One plus for today’s supply-demand fundamentals is uncertainty on how to respond to future regulations on carbon emissions. Without knowing which engines and propulsion systems will pass regulatory muster in the decades ahead, there are fears of premature obsolescence and residual value risk that are delaying newbuilding investments.

“There is definitely a bit of confusion [on which ship designs to order] and this is definitely helping the orderbook stay low,” said Ullman, adding, “I wish this confusion had been around for the past 100 years. We would have ordered less ships.”

IMO 2020 insight

Another source of Ullman’s rate confidence is IMO 2020, which will require ships not equipped with exhaust-gas scrubbers to use fuel with sulfur content of 0.5% or less starting Jan. 1. Concordia believes this rule will support rates by creating new arbitrage opportunities, fleet inefficiencies, new trades and floating storage opportunities, while also slowing average vessel speed.

“You’ll have a lot of higher-sulfur fuel oils in the West that will be transported to the East to be further cracked down to a lower sulfur content and distributed from there, and much of that is going to go back to the West — that is one obvious thing that’s going to happen,” he explained. “You’ll also see price changes all over, and that is going to make for more arbitrage opportunities and, therefore, more trading.”

Product-tanker owners possess a unique insider’s window on how IMO 2020 will play out, because their ships will be on the ‘front lines,’ transporting compliant fuel to where it needs to be to serve the world’s fleet when the rule comes into force. If compliant fuel is or isn’t being prepositioned, product-tanker owner executives like Ullman will know it.

Asked by FreightWaves whether he believes all the compliant fuel necessary to supply the entire world’s fleet is in place as of today — with just four months to go before the deadline — he confirmed that it is not. Furthermore, he said that he does not believe it will all be positioned by the beginning of next year.

“Even on Jan. 1 it will not be in all of the places it’s needed. It will not be a case of everything being nice and dandy and readily available on that date. No. There will be a transitional period when there will be issues and difficulties in some parts of the world. No doubt. But we do think that there will [eventually] be enough compliant fuel.”

Some market watchers had expected crude- and product-tanker rates to experience IMO upside as soon as this month as a result of refineries and fuel suppliers prepositioning compliant fuel. “I think the people doing that math were being a little too theoretical,” said Ullman, describing the timeline as “delayed but not derailed.”
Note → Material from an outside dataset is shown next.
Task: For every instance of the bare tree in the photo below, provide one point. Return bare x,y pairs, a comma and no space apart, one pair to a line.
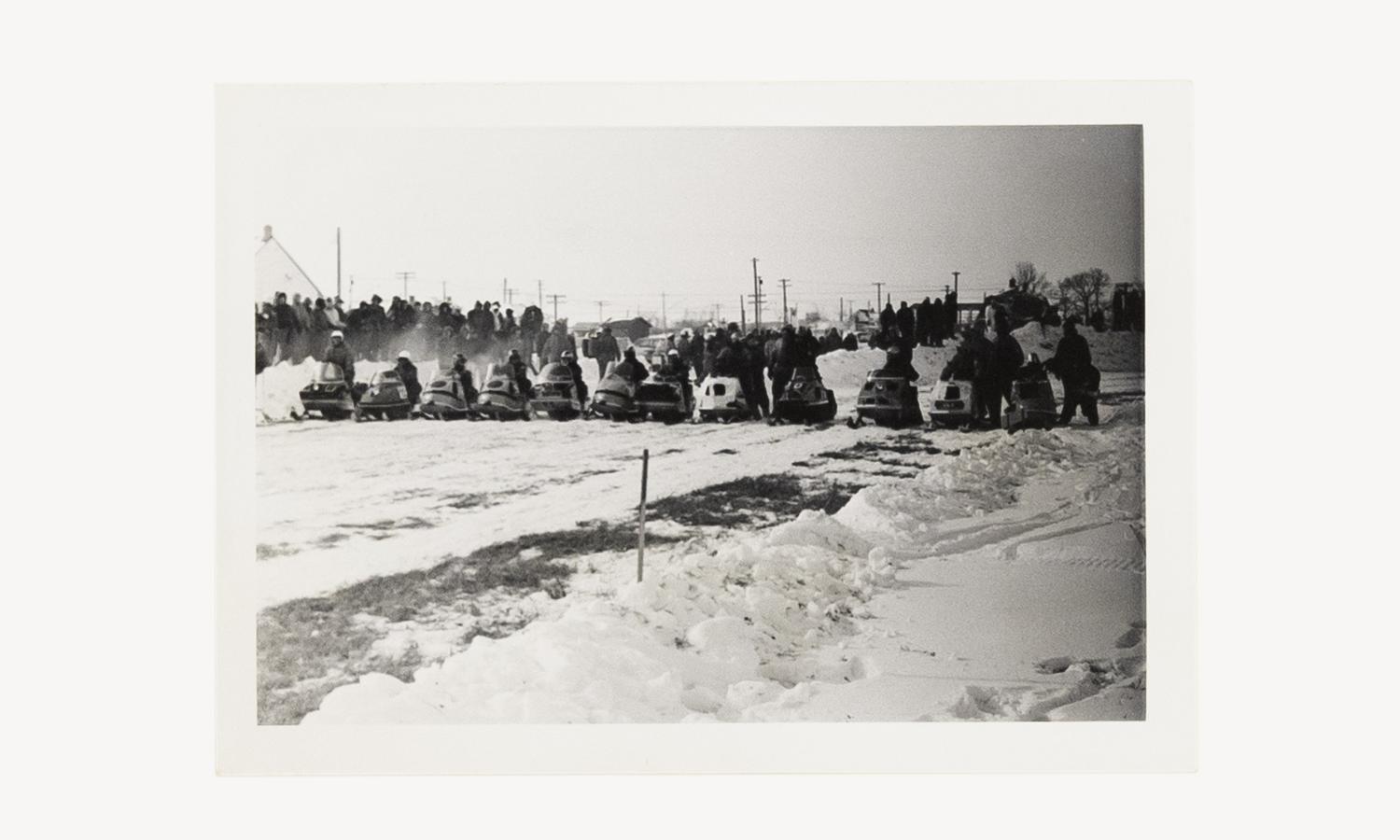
1085,291
1028,279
He emphasized on the fuel transition: “It’s going to happen and it will be a bit of a rude awakening. Things will be shaken up pretty heavily.”

Concordia is not installing scrubbers to tackle IMO 2020; instead, it’s buying compliant fuel and hedges on the differentials between high-sulfur fuel oil and marine gas oil.

Asked about the hedging, Ullman commented, “In the paper-market trading, it went up and up on expectations that the spread was going to be enormous, then things came down. But I think there is going to be a shortage of one product and it will be long in another and the spreads are going up again. I think everybody’s in for a wake-up call come November.”